Hiya, just got NPM installed and working, very happy to finally have SSL certs on all of my serivces and proper URLs to navigate to them, what a breeze! However, as I am still in the learning process: I am curious to know when to enable these three toggles and for what services. I assume the "Block Common Exploits", can always...

chiisana ,
@chiisana@lemmy.chiisana.net avatar

I don’t use NPM but if “Cache Assets” means what it means in the traditional sense, it wouldn’t affect most home deployments.

Historically, resources are limited and getting Apache to load images/javascript/CSS files from disk each time they’re requested, even if the OS kernel eventually caches them to RAM, was a resources intensive process. Reverse proxies stepped up and identifies assets (images, JS and CSS), and stores them in memory for subsequent requests. This reduces the load on the Apache web server and reduces the hops required to serve the request. Thereby making everything faster.
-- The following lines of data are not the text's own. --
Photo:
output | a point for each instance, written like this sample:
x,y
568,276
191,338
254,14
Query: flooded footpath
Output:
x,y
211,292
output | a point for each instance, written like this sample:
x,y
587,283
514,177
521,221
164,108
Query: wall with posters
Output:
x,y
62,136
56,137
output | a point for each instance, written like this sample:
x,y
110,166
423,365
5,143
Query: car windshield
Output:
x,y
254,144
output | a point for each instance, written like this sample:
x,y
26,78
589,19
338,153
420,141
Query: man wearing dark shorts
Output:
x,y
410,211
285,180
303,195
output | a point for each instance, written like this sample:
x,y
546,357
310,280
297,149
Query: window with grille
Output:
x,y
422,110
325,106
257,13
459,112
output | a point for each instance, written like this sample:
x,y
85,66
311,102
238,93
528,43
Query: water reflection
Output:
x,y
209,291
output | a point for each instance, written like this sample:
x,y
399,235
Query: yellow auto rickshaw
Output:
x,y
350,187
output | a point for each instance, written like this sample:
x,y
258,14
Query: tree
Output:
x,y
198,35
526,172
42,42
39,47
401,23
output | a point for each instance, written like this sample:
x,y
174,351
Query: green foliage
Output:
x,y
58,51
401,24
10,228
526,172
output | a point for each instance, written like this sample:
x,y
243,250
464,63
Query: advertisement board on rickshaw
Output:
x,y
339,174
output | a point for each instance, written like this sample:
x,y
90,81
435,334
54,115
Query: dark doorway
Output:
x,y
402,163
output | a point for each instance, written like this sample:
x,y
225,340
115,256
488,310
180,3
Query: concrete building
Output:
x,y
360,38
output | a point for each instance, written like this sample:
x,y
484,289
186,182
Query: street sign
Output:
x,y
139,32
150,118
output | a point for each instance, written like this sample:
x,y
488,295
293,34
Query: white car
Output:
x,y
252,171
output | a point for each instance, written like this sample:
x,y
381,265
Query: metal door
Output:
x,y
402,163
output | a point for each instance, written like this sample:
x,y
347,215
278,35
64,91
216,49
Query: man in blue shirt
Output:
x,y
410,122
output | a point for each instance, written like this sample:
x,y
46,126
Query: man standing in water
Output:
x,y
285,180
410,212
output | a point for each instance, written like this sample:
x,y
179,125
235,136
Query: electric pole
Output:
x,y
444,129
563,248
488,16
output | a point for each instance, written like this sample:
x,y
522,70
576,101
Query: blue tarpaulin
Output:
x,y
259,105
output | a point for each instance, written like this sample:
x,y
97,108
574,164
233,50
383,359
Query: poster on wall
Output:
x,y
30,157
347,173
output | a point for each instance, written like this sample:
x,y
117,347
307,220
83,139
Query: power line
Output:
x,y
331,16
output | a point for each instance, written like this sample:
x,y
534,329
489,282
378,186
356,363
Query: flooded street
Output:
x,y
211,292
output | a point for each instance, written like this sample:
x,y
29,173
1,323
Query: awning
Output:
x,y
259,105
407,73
For homelabs, and single user systems, this is essentially irrelevant, as you’re not going to be putting so much load on the back end system to notice the difference. May be good to still turn it on, but if you’re noticing odd behaviors (ie updates to CSS or images not taking), it may be a good idea to turn it off to see if that’s the culprit.

chiisana ,
@chiisana@lemmy.chiisana.net avatar

Filled it!

I understand your experiment is already under way, so it is unlikely that you’d be able to change your methodologies at this point. One small feedback on the questions, however. As presented (to me, maybe the system is randomized, I don’t know) the questions felt leaning towards difficult/complex to use, which may lead the user skewing their responses negatively. While this may be counterweighted by the fact that you’re asking a niche community using these systems already to complete the survey, it may still be a good idea to ask more neutral questions and allowing the users to select from a spectrum instead.

For example; instead of “I find the system unnecessarily complex; Strongly Disagree… Strongly Agree”, it may potentially be better to ask “How do you find the system? Very Straightforward … Very Complex”. Your score for each of the selection would be consistent (1 is less complex while 5 is more complex), but you’re not impressing a negative sentiment on the user.

Anyway, good luck with your study! Looking forward to your published results!